Плацдарм окружали мощные, глубоко эшелонированные полосы неприятельской обороны. Первая полоса включала в себя две фронтальные и две отсечные позиции. Ее передний край проходил по северным и северо-западным скатам высот в районе сел Керново, Гостилицы, Петровское и Троицкое. Почти сплошь он был прикрыт минными полями и проволочными заграждениями глубиной от 50 до 100 метров. Вторая позиция главной полосы была оборудована в 2—4 километрах от переднего края. Эти позиции занимали достаточно боеспособные фашистские соединения: моторизованная дивизия СС «Нордланд», пехотная дивизия СС «Полицай», 9-я и 10-я авиаполевые диивизии с приданным батальоном моряков «Остланд». Противник здесь располагал 265 орудиями, из которых 97 имели калибр свыше 150 миллиметров. Передний край второй полосы обороны проходил по линии населенных пунктов Копорье, Витино, Кипень, Алакюля, Сибилево и Сашино. Он тоже в достатке имел и опорные пункты, и узлы сопротивления.

Нельзя было сбрасывать со счета и дальнобойные батареи, предназначенные для обстрелов Ленинграда, — они, как известно, могли быть повернута в любую сторону. А для этой цели у немцев имелось 24 дивизиона полевых орудий от 75- до 105-миллиметрового калибра, 24 дивизиона артиллерии резерва главного командования калибром от 105 до 220 миллиметров и 2 дивизиона железнодорожной артиллерии, где калибр орудий достигал от 240 до 406 миллиметров.

Взломать такую оборону могла лишь по-настоящему [185] мощная группировка. И вот такую группировку у нас на плацдарме начали создавать.

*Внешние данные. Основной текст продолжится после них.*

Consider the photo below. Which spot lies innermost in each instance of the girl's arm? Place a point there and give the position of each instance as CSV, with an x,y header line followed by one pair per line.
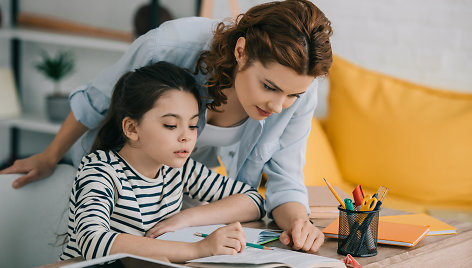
x,y
236,201
41,165
92,204
227,240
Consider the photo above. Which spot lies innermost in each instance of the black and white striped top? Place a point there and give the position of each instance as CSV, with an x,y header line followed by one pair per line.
x,y
109,197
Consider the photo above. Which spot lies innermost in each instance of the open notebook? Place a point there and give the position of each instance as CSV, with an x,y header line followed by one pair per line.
x,y
253,235
252,257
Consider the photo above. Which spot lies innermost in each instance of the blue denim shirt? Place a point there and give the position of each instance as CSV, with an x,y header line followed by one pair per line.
x,y
276,145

В оставшиеся до 5 ноября дни мы готовились к стрельбам по вражеским батареям, достававшим своим огнем до Ораниенбаума, вели дополнительное изучение целей, пристреливали репера.

В ночь на пятое мы совершили упреждающий огневой налет по выделенным нам целям. Результат был успешным. Удар оказался неожиданным для противника, и он почти не обстреливал Ораниенбаумский порт. В ту ночь как раз и пришли первые 10 кораблей с бойцами 2-й ударной.

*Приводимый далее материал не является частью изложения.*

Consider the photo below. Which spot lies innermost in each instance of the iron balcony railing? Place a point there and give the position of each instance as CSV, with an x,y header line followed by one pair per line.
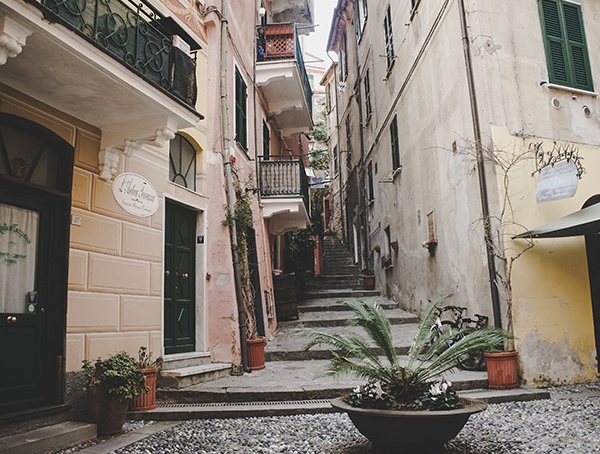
x,y
131,32
283,177
277,42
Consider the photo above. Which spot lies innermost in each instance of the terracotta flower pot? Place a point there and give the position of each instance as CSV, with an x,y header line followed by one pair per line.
x,y
502,370
369,282
256,353
409,431
146,401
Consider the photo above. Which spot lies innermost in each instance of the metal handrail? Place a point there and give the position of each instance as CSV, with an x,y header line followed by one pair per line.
x,y
278,42
283,177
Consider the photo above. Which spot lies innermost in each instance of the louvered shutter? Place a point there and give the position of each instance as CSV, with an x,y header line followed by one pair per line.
x,y
566,49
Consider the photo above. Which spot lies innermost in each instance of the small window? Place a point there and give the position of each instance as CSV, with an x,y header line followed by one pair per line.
x,y
182,162
241,110
395,144
266,141
336,161
348,136
566,49
368,106
389,37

Сами по себе ночные морские перевозки между Ленинградом и Ораниенбаумом не могли озадачить врага, вызвать у него какие-либо подозрения. Ведь именно таким путем поддерживалась жизнедеятельность нашего плацдарма на протяжении всей навигации. Немцы достаточно привыкли к этому. Именно это и определило намерение нашего командования производить переброску войск малыми группами судов, так, чтобы противник не догадался о происходящей передислокации, не почуял замысла, в соответствии с которым готовилась операция.

На следующую ночь повторилось то же самое. Стреляла Красная Горка, стреляли и другие батареи Ижорского сектора, в том числе и вновь прибывшие, железнодорожные. И снова в порт прибыла сравнительно небольшая группа судов.

Наступил день 26-й годовщины Октября. Праздник мы встречали в атмосфере радостной озабоченности. Для нас наконец наступила пора особенно интенсивной работы. Нетерпеливое ожидание грядущего наступления захлестнуло всех. И каждая новость, хотя бы косвенно свидетельствующая о его приближении, распространялась мгновенно. К разряду таких новостей принадлежал приход в Ораниенбаум штаба 2-й ударной армии, который прямо в праздничный день приступил к приему участка обороны у штаба Приморской оперативной группы.

Сразу после праздников я с несколькими артразведчиками выехал на переднцй край, в район Петергофа. Оттуда удобнее было управлять огнем на подавление батарей, прощавших Ораниенбаумскому порту. К тому же надо было запастись личными наблюдениями об этих целях. [186]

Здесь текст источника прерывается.